Dynatrace, a cloud computing firm backed by Private Equity firm Thoma Bravo, launched a successful initial public offering (IPO) on August 1, 2019, raising roughly US$570 million.
The stock rose 49% in its market debut on the New York Stock Exchange, closing at US$23.85 on Thursday, August 1, from its offer price of US$16, giving the company a market value of US$6.71 billion.
Dynatrace sold 34 million shares. Owners of stocks uploaded another 1.6 million shares. According to IPO filings, private equity firm Thoma Bravo will remain Dynatrace’s controlling shareholder, owning 71% of the company’s stock, or 200 million shares.

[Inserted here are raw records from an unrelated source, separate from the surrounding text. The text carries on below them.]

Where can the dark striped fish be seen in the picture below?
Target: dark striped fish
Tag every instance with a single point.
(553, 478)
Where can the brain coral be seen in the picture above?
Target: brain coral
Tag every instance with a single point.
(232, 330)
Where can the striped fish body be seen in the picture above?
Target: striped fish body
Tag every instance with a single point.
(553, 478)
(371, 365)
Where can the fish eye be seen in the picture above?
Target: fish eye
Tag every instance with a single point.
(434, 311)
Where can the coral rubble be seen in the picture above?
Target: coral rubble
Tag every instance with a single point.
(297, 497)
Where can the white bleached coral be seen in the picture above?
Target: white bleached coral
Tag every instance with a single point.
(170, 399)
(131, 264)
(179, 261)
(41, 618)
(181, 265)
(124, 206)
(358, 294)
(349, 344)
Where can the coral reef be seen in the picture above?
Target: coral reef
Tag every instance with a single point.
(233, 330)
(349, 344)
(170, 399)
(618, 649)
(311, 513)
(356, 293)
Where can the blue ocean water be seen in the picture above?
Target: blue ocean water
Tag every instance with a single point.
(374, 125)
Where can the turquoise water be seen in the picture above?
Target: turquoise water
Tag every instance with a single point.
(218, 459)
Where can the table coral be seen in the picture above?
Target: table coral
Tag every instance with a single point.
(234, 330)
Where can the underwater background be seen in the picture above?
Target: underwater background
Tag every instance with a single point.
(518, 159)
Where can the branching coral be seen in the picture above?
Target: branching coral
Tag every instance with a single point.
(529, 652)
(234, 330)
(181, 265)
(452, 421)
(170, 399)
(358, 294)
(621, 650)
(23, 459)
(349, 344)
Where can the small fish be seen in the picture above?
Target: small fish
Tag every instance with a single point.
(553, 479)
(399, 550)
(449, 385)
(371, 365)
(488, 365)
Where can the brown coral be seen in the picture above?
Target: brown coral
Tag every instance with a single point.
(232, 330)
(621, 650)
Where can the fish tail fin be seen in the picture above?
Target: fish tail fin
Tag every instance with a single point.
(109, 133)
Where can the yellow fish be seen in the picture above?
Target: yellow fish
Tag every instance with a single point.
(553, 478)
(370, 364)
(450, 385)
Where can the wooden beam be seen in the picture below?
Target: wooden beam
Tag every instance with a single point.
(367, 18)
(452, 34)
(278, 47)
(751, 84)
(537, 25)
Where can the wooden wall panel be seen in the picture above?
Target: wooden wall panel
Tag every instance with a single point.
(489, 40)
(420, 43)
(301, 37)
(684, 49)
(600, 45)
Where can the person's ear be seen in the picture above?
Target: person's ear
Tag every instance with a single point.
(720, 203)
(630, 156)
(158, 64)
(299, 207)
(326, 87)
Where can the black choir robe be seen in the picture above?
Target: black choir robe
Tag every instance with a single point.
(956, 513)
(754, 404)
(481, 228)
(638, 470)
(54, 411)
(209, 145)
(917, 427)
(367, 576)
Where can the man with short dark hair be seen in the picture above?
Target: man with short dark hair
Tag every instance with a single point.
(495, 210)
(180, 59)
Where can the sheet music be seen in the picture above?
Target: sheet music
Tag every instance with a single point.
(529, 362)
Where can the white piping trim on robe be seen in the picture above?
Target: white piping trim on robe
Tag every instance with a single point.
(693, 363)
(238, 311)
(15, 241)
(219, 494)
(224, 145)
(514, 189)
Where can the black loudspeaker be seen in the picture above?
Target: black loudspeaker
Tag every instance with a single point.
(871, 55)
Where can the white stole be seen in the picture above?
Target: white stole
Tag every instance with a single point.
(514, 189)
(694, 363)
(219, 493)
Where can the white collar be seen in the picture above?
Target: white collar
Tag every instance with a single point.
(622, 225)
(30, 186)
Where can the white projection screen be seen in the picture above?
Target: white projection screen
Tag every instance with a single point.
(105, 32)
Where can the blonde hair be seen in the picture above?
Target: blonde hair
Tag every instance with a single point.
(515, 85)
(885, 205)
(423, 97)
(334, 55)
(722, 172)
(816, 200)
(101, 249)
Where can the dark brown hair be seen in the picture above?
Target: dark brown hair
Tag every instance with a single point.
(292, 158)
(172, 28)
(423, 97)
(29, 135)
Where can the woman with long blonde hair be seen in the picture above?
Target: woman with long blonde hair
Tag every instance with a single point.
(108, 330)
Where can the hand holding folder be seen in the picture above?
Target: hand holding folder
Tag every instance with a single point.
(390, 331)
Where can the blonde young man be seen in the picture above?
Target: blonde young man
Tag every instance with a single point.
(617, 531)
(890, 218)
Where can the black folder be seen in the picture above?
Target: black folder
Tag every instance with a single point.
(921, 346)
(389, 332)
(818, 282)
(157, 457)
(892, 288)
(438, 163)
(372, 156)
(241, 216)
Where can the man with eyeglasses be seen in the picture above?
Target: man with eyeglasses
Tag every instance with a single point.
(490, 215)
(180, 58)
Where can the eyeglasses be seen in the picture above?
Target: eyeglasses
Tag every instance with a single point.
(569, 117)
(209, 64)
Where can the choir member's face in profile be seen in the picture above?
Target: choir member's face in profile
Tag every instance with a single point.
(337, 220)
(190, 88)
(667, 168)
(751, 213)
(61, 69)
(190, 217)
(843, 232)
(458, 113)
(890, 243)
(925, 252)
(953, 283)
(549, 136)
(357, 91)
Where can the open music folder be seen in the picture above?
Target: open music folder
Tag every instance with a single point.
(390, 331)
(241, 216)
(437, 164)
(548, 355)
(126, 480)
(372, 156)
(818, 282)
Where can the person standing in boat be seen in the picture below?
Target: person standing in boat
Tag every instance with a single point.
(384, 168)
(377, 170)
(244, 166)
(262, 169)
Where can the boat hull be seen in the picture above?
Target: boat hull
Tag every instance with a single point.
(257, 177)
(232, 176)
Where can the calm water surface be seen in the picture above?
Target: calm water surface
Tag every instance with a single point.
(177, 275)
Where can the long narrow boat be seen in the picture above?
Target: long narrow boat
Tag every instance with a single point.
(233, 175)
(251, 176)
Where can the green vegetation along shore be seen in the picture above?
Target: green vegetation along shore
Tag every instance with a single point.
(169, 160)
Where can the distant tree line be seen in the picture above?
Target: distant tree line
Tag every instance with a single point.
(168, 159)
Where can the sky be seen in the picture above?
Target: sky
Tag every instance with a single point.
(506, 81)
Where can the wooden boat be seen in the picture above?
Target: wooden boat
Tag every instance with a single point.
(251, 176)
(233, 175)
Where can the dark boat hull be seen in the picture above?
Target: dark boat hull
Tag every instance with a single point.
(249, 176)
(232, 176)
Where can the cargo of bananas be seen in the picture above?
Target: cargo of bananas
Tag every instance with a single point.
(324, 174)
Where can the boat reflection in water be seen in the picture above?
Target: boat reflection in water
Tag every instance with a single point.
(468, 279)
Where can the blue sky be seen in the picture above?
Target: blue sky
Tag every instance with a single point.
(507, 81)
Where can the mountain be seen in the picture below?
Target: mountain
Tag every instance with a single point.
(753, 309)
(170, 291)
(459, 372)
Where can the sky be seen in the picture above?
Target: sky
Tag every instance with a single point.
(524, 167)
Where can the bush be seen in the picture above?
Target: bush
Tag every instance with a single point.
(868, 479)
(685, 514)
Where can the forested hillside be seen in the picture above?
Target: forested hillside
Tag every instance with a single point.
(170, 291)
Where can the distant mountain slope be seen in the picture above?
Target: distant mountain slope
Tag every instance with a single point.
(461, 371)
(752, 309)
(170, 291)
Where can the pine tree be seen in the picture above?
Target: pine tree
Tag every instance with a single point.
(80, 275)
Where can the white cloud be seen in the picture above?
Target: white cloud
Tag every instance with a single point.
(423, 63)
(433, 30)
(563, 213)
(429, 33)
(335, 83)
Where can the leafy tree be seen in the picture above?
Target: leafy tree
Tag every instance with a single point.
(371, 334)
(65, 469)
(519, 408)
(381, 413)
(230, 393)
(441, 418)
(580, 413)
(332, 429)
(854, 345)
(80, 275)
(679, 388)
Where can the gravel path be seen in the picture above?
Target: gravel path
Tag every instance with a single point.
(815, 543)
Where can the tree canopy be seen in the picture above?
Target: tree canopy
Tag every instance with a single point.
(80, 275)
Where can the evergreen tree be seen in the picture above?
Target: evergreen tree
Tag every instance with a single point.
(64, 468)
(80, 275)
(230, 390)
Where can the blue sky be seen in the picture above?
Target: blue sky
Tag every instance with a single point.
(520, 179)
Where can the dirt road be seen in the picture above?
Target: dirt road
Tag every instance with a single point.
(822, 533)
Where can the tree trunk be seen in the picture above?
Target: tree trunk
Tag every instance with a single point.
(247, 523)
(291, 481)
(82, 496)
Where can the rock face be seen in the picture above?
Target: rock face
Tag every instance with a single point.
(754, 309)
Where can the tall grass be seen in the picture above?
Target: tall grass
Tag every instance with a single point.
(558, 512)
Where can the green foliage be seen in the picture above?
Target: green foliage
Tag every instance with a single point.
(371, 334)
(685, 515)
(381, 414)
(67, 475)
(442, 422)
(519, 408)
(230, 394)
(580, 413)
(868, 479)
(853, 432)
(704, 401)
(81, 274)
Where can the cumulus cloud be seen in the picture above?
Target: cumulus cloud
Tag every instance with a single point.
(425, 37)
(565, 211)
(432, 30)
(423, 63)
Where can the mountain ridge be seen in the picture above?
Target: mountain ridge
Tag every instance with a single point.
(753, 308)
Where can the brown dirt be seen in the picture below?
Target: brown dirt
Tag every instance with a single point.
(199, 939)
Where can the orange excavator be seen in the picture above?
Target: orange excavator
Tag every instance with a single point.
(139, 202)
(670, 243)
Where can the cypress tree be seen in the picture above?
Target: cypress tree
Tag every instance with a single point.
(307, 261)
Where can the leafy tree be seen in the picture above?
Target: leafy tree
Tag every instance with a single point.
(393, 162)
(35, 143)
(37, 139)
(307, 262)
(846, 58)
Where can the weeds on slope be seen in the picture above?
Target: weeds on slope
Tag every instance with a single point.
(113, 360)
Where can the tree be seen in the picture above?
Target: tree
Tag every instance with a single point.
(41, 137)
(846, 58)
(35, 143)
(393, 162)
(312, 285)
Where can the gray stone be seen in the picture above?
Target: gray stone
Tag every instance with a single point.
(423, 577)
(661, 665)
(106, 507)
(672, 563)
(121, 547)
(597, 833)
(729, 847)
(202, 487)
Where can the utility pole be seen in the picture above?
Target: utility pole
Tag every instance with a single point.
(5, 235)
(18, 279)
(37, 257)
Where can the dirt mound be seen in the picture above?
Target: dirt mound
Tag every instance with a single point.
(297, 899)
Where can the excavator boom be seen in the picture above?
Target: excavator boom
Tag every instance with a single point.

The offering was led by Goldman Sachs, JP Morgan Chase and Citigroup, and Dynatrace plans to use the IPO proceeds for general corporate purposes as well as to pay down debt. On a net basis, the company has a little over US$500 million in debt, according to IPO filings.
Dynatrace, which is headquartered in Waltham, Massachusetts, specializes in software-intelligence.
The company provides a monitoring platform that simplifies enterprise cloud complexity and accelerates digital transformation. The Dynatrace all-in-one platform aims to modernize and automate enterprise cloud operations, and help organizations release quality software faster and deliver improved digital experiences to their customers.
Dynatrace has three patented technologies:
- The OneAgent technology, which uses “a single agent to collect and unify all operational and business performance metrics for all types of entities within [an] application environment … across each layer of [the] technology stack”;
- The Smartscape visualization technology, which “maps everything running in [an] environment and detects all causal dependencies between websites, applications, services, processes, hosts, networks, and cloud infrastructure”; and
- The PurePath technology, which “captures timings and code level context for application transactions end to end, across all supported technologies, from cloud to mainframe.”
Dynatrace was founded in 2005 in Linz, Austria but later moved its headquarters to the US. The company was purchased in 2011 by Compuware for US$256 million.
Dynatrace separated from Compuware in December 2014 after being sold into private equity firm Thoma Bravo for US$2.4 billion. Thoma Bravo established Dynatrace as a standalone company and people familiar with the matter told Bloomberg that the private equity firm had been considering an IPO or the sale of Dynatrace as early as May 2018.
Dynatrace Bought Swiss Regtech startup Qumram for 20.8 million USD
In November 2017, Dynatrace acquired Swiss regtech startup Qumram for an aggregate purchase price of US$20.8 million, according to IPO filings. Total cash consideration net of cash acquired was $11.3 million. Therefore it seems no Dynatrace equity was given to Qumram stockholders, in case we interpret this here right.
In the IPO filling Dynatrace says: “We may acquire other businesses, products or technologies in the future which could require significant management attention, disrupt our business, dilute shareholder value and adversely affect our results of operations.”
In fiscal year 2018/2019, Dynatrace had about 2,000 employees and US$431 million in sales. Dynatrace CEO John Van Siclen told Forbes that the company has about 2,400 customers, including more than 1,500 using its signature software intelligence platform.